By Daniel Hunter
The Mayor of London, Boris Johnson, has hailed the return of the world’s cycling superstars to the capital as the final Tour de France 2014 route was unveiled in Paris.
A million cycling fans are expected to turn out to see the Tour de France when it reaches London on 7th July 2014 as part of a three-day visit to Britain.
It is six years since London hosted the ‘Grand Depart’ of the Tour de France and the Mayor hopes that the capital will enjoy an economic windfall of tens of millions as a direct result of hosting the prestigious Tour once again.

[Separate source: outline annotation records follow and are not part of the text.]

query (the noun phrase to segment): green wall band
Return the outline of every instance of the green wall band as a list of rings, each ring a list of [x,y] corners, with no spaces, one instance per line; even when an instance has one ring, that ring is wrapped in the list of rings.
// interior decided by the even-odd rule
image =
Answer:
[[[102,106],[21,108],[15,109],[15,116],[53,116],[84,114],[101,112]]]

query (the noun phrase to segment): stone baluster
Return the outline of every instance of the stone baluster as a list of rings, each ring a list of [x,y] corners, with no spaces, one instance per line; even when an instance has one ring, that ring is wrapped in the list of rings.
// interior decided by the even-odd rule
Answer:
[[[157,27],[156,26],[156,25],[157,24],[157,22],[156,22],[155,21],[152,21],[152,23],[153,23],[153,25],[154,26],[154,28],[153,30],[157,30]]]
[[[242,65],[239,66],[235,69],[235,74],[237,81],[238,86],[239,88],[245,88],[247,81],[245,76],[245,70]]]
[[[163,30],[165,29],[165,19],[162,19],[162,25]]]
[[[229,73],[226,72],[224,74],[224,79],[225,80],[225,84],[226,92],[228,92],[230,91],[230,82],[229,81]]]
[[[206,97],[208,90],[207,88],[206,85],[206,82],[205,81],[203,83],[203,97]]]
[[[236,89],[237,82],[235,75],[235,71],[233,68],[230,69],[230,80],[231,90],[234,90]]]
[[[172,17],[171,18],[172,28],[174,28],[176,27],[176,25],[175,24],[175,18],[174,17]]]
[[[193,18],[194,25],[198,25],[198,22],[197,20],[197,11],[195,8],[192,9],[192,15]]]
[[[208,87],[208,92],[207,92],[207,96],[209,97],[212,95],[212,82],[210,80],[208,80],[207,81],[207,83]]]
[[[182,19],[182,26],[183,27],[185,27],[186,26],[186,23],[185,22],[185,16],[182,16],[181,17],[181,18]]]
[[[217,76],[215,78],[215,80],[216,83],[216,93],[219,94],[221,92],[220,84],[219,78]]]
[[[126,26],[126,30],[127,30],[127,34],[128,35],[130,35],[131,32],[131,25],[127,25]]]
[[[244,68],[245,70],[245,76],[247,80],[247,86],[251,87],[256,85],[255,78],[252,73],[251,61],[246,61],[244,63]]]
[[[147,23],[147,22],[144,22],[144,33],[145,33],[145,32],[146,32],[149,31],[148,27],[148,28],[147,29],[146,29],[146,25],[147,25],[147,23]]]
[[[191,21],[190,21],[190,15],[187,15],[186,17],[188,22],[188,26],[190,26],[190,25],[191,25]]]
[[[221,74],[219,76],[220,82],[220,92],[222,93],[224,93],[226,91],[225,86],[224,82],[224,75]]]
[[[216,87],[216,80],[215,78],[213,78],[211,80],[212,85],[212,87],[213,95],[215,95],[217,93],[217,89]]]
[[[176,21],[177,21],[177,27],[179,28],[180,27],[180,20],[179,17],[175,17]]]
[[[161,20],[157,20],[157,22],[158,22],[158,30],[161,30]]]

The Mayor of London, Boris Johnson, said: “Our national enthusiasm for cycling has reached fever pitch since the 2012 Games and after two consecutive victories in the Tour. Next year a new generation of Chris Froomes are sure to be inspired as they watch our cycling legends sprint up the Mall to a roar of spectators clamouring to see the battle for the Yellow Jersey.”
The Mayor remains committed to ensuring London retains its status as the world capital of sport, but recognises the need for a balanced approach to ensure everyone can benefit from major events whilst keeping London moving. That is why the Mayor has set up a Major Events Oversight Board to assess and monitor the impact of major sporting events in the capital. This will ensure that any major events that we decide to host in our city will not only have a clear and demonstrable benefit to London, but also that any resulting disruption will be kept to an absolute minimum.
The Tour will start its three day visit to Britain on Saturday July 5, with a 120-mile leg from Leeds to Harrogate via the Yorkshire Dales National Park. On day two, riders will go from York to Sheffield before travelling by car to Cambridge ready for the start of day three.
On Monday 7th July, 200 riders will set out from Cambridge, entering London through Epping Forest before completing a circuit of the Queen Elizabeth Olympic Park. They will then ride through the East End before turning westwards along the Thames. Buckingham Palace will then form the backdrop to the climax of the three day event as riders sprint up The Mall.
London’s Transport Commissioner, Sir Peter Hendy CBE said: “The Tour de France is a fantastic event which will attract huge numbers of people to the capital to see some of the greatest names in cycling fighting it out for the famous Yellow Jersey. We will, as usual, work closely with businesses and stakeholders to help them make the most of the economic opportunities this presents while keeping disruption to a minimum.”
Christian Prudhomme, director of Le Tour, said: “We are excited to take Le Tour back to Britain again. I know the Grand Départ in Yorkshire will be visually stunning and technically challenging and the third stage from the cycling city of Cambridge to the historic heart of London will provide a fitting finale. The British cycling fans are passionate people and I am sure they will line the routes of the three stages cheering the teams and riders all the way from Yorkshire to London, providing an unforgettable start to the 2014 Tour.”
The Tour de France will kick off a spectacular summer of cycling in London, with the exciting event followed by Prudential RideLondon on the 9th and 10th August and then the Tour of Britain, which traditionally finishes in the capital, taking place between 7th — 14th September.
Next summer’s cycling windfall is likely to inspire thousands more Londoners to take to two wheels, building on the Mayor’s ambition for cycling to be an integral part of the transport network. As part of his cycling vision, the Mayor is already engaging in a vast £1billion programme of improvements - creating a series of enhanced cycling superhighways, urban ‘quietways’ for more cautious cyclists, and turning some outer boroughs into mini-Hollands.